Kelimelere Yansıyan Bakış Açımız

Ayet-i Kerimeler ve hadislerde zikredilen anne baba ve diğer yaşlılara gösterilecek hürmete dair ifadeler bizim kelimelerimize de yansımıştır. Biz, yaşlı yerine ihtiyar deriz, büyüğümüz deriz. Bu kelimeleri tercih ederiz. İhtiyar demek seçilmiş, tercih edilmiş, tecrübeli anlamına gelmektedir. Bu, dünyaya bizden daha önce gelen kimseye bakış açımızı gösterir. Yaşça büyük olana gözünün iyi görmemesi, kulağının iyi duymaması, elinin titremesi açısından bakmayız. Bilakis tecrübesi, hayatta yaşadıklarını süzüp bize aktarması açısından bakarız. Bu açıdan medeniyetimize yön veren hadislerden biri de şöyledir: “Küçüğümüze merhamet etmeyen ve büyüğümüzün saygınlığını kabul etmeyen bizden değildir.” (Tirmizi, Birr, 15.)

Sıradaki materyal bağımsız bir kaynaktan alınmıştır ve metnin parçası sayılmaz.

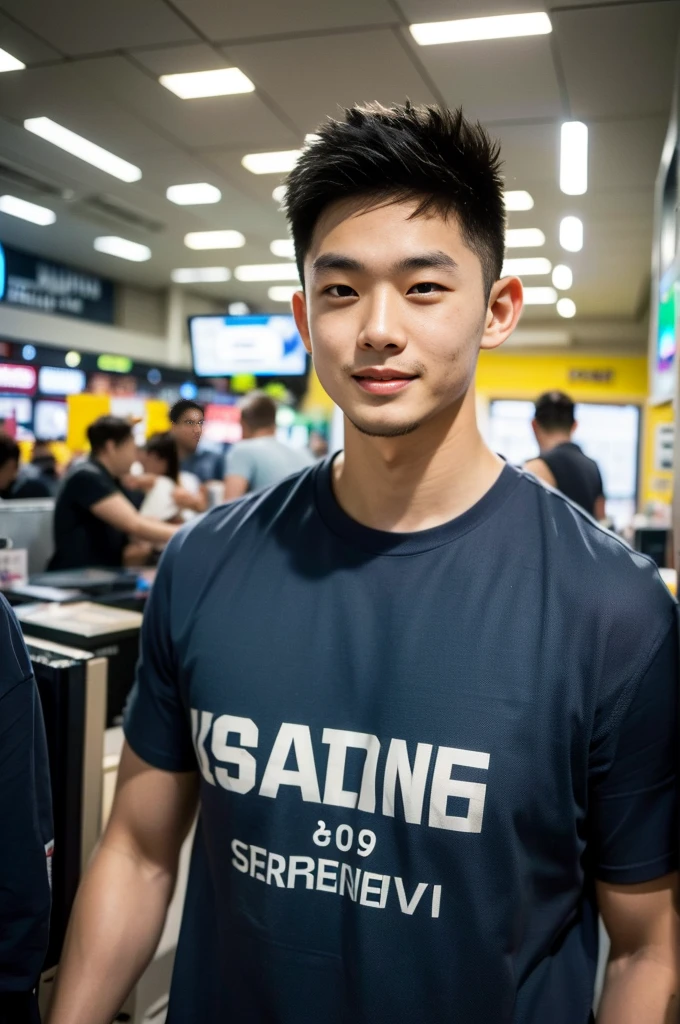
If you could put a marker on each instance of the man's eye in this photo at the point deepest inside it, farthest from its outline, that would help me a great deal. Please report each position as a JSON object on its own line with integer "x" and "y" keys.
{"x": 340, "y": 291}
{"x": 425, "y": 288}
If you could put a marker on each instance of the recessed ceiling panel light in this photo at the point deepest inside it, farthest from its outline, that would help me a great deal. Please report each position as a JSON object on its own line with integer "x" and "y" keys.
{"x": 194, "y": 195}
{"x": 518, "y": 200}
{"x": 27, "y": 211}
{"x": 524, "y": 238}
{"x": 266, "y": 271}
{"x": 283, "y": 293}
{"x": 566, "y": 308}
{"x": 123, "y": 248}
{"x": 570, "y": 233}
{"x": 540, "y": 296}
{"x": 194, "y": 274}
{"x": 198, "y": 84}
{"x": 529, "y": 265}
{"x": 271, "y": 163}
{"x": 214, "y": 240}
{"x": 467, "y": 30}
{"x": 562, "y": 276}
{"x": 284, "y": 248}
{"x": 8, "y": 62}
{"x": 83, "y": 148}
{"x": 574, "y": 158}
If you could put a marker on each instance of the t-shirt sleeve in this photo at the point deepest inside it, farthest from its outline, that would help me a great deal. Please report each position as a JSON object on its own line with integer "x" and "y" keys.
{"x": 26, "y": 820}
{"x": 634, "y": 805}
{"x": 89, "y": 487}
{"x": 240, "y": 463}
{"x": 157, "y": 723}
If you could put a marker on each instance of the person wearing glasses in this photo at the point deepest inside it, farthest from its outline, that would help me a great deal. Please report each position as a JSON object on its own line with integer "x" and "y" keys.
{"x": 186, "y": 420}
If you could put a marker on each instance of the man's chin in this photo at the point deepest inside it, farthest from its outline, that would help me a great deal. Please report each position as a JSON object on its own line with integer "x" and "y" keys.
{"x": 385, "y": 429}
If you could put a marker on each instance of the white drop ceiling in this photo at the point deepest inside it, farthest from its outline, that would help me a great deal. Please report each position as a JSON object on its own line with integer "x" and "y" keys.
{"x": 93, "y": 67}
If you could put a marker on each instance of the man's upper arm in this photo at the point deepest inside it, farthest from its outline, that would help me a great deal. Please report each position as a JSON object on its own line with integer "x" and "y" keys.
{"x": 157, "y": 720}
{"x": 634, "y": 802}
{"x": 541, "y": 469}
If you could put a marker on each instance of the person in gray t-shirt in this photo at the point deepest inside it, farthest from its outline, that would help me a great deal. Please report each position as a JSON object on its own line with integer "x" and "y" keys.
{"x": 259, "y": 460}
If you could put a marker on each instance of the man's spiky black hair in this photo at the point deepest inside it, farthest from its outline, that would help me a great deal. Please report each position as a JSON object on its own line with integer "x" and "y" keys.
{"x": 398, "y": 154}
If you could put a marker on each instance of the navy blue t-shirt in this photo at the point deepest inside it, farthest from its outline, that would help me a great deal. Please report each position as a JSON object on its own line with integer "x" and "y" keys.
{"x": 26, "y": 827}
{"x": 418, "y": 752}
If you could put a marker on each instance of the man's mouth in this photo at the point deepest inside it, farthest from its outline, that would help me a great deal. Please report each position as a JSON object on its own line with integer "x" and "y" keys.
{"x": 381, "y": 380}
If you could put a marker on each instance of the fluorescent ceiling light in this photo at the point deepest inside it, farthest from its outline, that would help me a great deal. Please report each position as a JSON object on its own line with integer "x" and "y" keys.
{"x": 122, "y": 248}
{"x": 194, "y": 195}
{"x": 529, "y": 265}
{"x": 540, "y": 296}
{"x": 283, "y": 247}
{"x": 266, "y": 271}
{"x": 570, "y": 233}
{"x": 518, "y": 200}
{"x": 83, "y": 148}
{"x": 8, "y": 62}
{"x": 467, "y": 30}
{"x": 524, "y": 238}
{"x": 574, "y": 158}
{"x": 27, "y": 211}
{"x": 283, "y": 293}
{"x": 214, "y": 240}
{"x": 562, "y": 276}
{"x": 192, "y": 274}
{"x": 218, "y": 82}
{"x": 271, "y": 163}
{"x": 566, "y": 307}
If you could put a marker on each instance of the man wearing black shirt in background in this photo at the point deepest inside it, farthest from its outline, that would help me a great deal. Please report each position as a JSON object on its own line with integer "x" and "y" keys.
{"x": 94, "y": 523}
{"x": 561, "y": 463}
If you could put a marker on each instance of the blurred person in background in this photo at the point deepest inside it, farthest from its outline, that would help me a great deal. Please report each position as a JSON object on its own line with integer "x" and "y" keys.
{"x": 561, "y": 463}
{"x": 427, "y": 709}
{"x": 95, "y": 524}
{"x": 260, "y": 460}
{"x": 15, "y": 482}
{"x": 208, "y": 466}
{"x": 26, "y": 828}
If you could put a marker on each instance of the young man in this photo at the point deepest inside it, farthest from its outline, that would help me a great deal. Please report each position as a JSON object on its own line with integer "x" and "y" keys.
{"x": 94, "y": 523}
{"x": 260, "y": 460}
{"x": 427, "y": 707}
{"x": 561, "y": 463}
{"x": 26, "y": 828}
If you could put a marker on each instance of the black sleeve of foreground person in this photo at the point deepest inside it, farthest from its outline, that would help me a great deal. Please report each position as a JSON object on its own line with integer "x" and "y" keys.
{"x": 26, "y": 828}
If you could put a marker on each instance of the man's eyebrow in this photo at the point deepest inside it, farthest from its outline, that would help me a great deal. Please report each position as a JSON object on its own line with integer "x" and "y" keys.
{"x": 336, "y": 261}
{"x": 435, "y": 260}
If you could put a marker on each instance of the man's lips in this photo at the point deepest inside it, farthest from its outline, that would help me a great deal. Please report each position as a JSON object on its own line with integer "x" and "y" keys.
{"x": 382, "y": 380}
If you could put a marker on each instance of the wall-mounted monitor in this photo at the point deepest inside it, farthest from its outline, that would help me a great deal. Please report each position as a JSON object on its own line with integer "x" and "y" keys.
{"x": 263, "y": 346}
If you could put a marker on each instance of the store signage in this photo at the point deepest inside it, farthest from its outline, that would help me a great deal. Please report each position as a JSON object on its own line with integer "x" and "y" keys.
{"x": 115, "y": 364}
{"x": 18, "y": 378}
{"x": 60, "y": 380}
{"x": 591, "y": 376}
{"x": 53, "y": 288}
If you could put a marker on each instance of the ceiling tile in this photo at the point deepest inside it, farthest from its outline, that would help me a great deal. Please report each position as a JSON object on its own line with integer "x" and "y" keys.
{"x": 497, "y": 80}
{"x": 99, "y": 26}
{"x": 619, "y": 59}
{"x": 268, "y": 17}
{"x": 312, "y": 78}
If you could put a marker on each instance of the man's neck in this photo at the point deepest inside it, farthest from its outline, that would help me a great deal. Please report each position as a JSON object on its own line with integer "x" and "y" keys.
{"x": 551, "y": 441}
{"x": 426, "y": 478}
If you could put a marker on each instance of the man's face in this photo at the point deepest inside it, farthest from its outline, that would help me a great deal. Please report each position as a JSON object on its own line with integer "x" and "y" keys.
{"x": 8, "y": 474}
{"x": 187, "y": 431}
{"x": 122, "y": 456}
{"x": 395, "y": 313}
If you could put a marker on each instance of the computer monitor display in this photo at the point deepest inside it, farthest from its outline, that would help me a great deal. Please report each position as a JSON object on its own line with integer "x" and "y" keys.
{"x": 264, "y": 346}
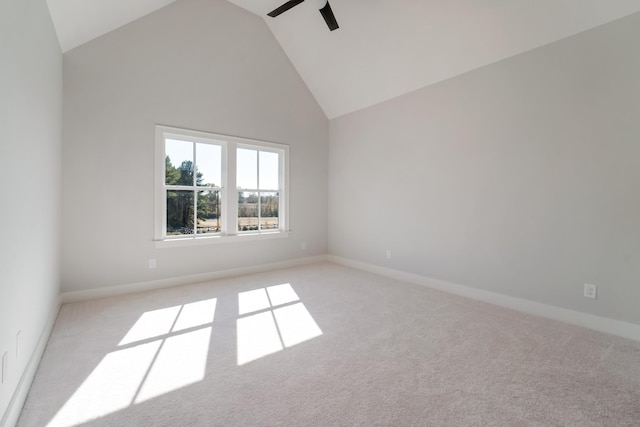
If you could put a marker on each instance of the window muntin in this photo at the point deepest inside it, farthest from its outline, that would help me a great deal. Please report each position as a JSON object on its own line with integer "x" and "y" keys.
{"x": 258, "y": 181}
{"x": 237, "y": 186}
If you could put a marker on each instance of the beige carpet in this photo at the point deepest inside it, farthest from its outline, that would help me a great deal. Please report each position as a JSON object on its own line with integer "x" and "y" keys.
{"x": 325, "y": 345}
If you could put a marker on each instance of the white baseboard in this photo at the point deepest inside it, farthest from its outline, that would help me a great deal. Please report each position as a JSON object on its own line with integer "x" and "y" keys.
{"x": 12, "y": 413}
{"x": 598, "y": 323}
{"x": 89, "y": 294}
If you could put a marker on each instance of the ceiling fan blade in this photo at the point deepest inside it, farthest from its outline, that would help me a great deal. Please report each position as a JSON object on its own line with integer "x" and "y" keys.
{"x": 288, "y": 5}
{"x": 329, "y": 17}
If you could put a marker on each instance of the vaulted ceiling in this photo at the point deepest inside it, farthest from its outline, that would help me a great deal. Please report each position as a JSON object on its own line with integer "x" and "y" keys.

İnsan, bereket kaynağına sırt dönmek, surat asmak şöyle dursun, en ufak şekilde onu kırmamalı, incitmemeli. Ona hizmet edip hürmet göstererek duasını almaya çalışmalı. Sünnete bağlı bir şekilde istikamet üzere yaşayan, saçları ağarmış ihtiyar bir Müslüman Allah’a dua ettiğinde, Allah’ın ona istediğini vermemekten hayâ edeceği bir hadiste bize bildiriliyor. (Taberani, el-Mucemü’l-Evsat, V, 270.)

Büyüklerimize Vefa

İhtiyarlarımıza, büyüklerimize gösterilen vefanın karşılıksız kalmayacağını yine bir hadisten öğreniyoruz: “Bir genç, ihtiyar bir kimseye yaşından dolayı hürmet ederse Allah da ona yaşlılığında kendisine hürmet edecek birisini hazırlar.” (Tirmizi, Birr, 75.)

Anne babamız küçükken nasıl bizi koruyup kolladıysa biz de onlar ihtiyarladıklarında öyle şefkatle muamele etmeliyiz. (İsra, 17/23-24.) Bu, vefanın da bir gereğidir. Sadece anne baba değil akrabalarımızı, diğer yaşlıları görüp gözetmek de vefanın gereğidir.

Bir hadiste yağmurdan dolayı bir mağaraya sığınan üç kişiden bahsedilir. Mağaranın ağzını kocaman bir kaya kapatmıştır. Kayanın açılması için üçü de daha önce sırf Allah için işledikleri salih amellerle dua etmeye karar verirler. Yaptıkları duaların sonunda mağaranın ağzını kapatan kaya açılır ve kurtulurlar. O kişilerden biri de anne babasına akşam yemeği yedirmeden kendisi yemeğe oturmazmış. Öyle ki bir akşam eve geldiğinde bakar ki anne babası uyumuş. Olur ki gece uyanırlar da acıkırlar diye elinde yemekle sabaha kadar başlarında bekler. Sabah olup uyandıklarında onları güzelce yedirir. (Müslim, Zikr, 27.)

Bu kıssada yaşlı anne babaya yapılan hürmetin zirvesini görmekteyiz. Bu hürmet neticesinde yapılan dualar da kabul oluyor. İhtiyarlarımıza, büyüklerimize saygıda, hizmette,vefagöstermede kusur etmeyelim.

Not: Diyanet yayınlarından istifade edilmiştir.